If you have an early afternoon ferry and are feeling tired, Spiaggia Chiaia is right next to Corricella. It can be reached by stairs from the main street, and is a great place to lie down after lunch. Afterward, it’s easy to wander back to the main thoroughfare Via Principe Umberto to check out all the cute little shops before heading back to Naples.
Spiaggia Cala del Pozzo Vecchio is a 1.2-mile (2km) walk to the other side of the island. Enjoy a meander through the peaceful cobblestone streets on your way to the beach, which gets sun all afternoon because of its west-facing position.
Spiaggia libera della Chiaiolella is the furthest beach away from Corricella, at about 1.7 miles (2.8km). You can walk or catch the bus L1, free to ride, from the Chiesa Di Sant’Antonio Abate (Via Vittorio Emanuele, 266). From the coastline of Chiaiolella, you can admire the large natural rock formations or take the narrow pedestrian bridge to the island of Vivara. It’s a completely uninhabited nature reserve with a few trails for those who love hiking.
Electric Bike Rental in Procida
If you’re reading this itinerary and feel tired just at the thought of walking up a hill across the island, you can rent an electric bicycle from the port. General Rental and E-movete both offer rental bikes for €25-€35 per day. Just remember that Procida’s streets are especially narrow, so check Google Maps when possible to see the flow of traffic.

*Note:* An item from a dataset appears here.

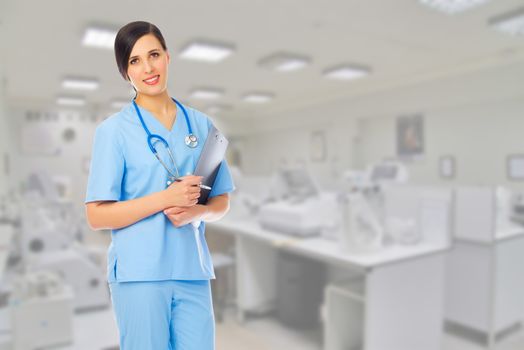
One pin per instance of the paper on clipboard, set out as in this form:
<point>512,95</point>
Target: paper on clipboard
<point>210,159</point>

Chelsea has lived in Naples for five years and is deeply embedded in the community, volunteering frequently with local groups to improve the city they call home. Chelsea speaks some Neapolitan as well as fluent Italian. (Yes, Naples has its own language!) They have a deep appreciation for the simple pleasures of the city – a strong espresso in the morning, chaotic open air markets, the smell of the seaside, and, of course, a fantastic pizza.